Back in 2011 The Rome News printed a series of Christmas memories from some of its readers. My mother was one. This is the part of that article written by my mother. This is our second Christmas season without my mother.
From the December 25, 2011 edition of the Rome News-Tribune:
Ruth Baird Shaw, Rome:
My first holiday memories go back to Christmas 1929. People keep asking me about growing up in the late 1920s and early 1930s. Specifically, they ask “how was Christmas celebrated during those Great Depression years in North Georgia?”
Today we see Christmas decorations in stores before Labor Day. When I was a child in the 1920s and ’30s, we did not start decorating for Christmas in September. Neither we nor our neighbors had the time or the money to decorate for Christmas until Christmas week. Usually it was done on Christmas Eve.
Our Christmas tree was a cedar or a pine tree brought in from a nearby wooded area in the woods near our house. In my earliest memories of our Christmas trees, (late 1920s) we decorated the tree with strings of popped corn, red and green roping bought from the General Store and saved from year to year. We also had “homemade” roping made of colored paper rings.
At Christmas we had red and green roping stretched from corner to corner across the ceiling, coming down into a swag with a large Christmas red paper bell attached in the center! It was the kind of bell that folded up and made a round bell when spread open.
I remember as a child, lying in bed on Christmas Eve, excitedly trying to go to sleep so it would be Christmas when I woke up.
One might think children in my day did not have as much reason to be excited about Christmas presents as children do today? Or perhaps they had more reason?
When I woke up, there would be a stocking (one of my knee stockings left on a chair beside my bed) filled with candy and raisins (dried on the stems), a large red apple and an orange. There would also be some stick candy and chocolate drops, walnuts, pecans and large Brazil nuts.
I might also receive a pair of warm gloves, a scarf or cap and a pair of roller skates. I loved skating and skating up and down the paved sidewalks was a common activity for children and youth. We had paved walkways in my town as everyone walked. The first paved roads are in my memory bank as the South began to recover enough to prepare roads for the few cars that were appearing in the mid 1930s.

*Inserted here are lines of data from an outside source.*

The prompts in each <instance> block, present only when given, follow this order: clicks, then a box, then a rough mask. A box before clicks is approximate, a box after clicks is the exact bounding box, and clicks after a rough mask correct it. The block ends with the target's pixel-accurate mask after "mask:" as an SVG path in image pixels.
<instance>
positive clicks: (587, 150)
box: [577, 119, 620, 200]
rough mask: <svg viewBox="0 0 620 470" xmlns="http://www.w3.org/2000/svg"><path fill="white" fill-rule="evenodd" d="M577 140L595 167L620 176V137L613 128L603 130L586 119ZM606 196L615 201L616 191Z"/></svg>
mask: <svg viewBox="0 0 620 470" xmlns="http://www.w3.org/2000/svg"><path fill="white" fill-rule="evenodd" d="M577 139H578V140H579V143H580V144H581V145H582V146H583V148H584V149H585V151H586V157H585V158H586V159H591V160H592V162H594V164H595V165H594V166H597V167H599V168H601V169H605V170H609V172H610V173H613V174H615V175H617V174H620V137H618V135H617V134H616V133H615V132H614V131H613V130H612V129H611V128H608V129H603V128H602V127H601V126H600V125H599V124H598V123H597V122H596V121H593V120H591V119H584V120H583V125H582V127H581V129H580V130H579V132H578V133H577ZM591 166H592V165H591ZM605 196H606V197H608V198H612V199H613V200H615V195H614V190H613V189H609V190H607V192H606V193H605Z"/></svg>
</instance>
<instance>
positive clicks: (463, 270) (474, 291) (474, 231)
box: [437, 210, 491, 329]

We did not have bowls of fresh fruit and/or nuts on the table or in the fridge all the time as now. Of course, we had peaches, pears and country apples in season. But not large red “store bought” apples. Not oranges.
Oranges had to be shipped from Florida so were expensive and rare in the late ’20s and early ’30s. My mother told me how she and her little sisters would sit and eat their once-a-year orange and excitedly swap slices with one another.
Bishop Arthur Moore, a prominent Methodist bishop of my mother’s generation told “if one fell madly in love with a girl, he might share one piece of his Christmas orange with her.”
Cooking and sharing cakes was one of the Christmas traditions in our area. Mama always cooked a Japanese Fruit Cake. I do not have the recipe but the three cake layers would be put together with two fruit and nut layers.
Mama’s chocolate cake (still the best chocolate cake I have ever tasted) with her homemade fudge icing was my favorite. She made favorites for family members and friends including a coconut layer cake, an applesauce raisin cake, and several other kinds. Cakes were ready to be served when neighbors and friend dropped by for a Christmas visit.
Mama always cooked a hen with dressing and a ham for the Christmas Day dinner. Mama also cooked one turkey that I can remember. She bought the turkey alive (chickens were also bought alive in those days.)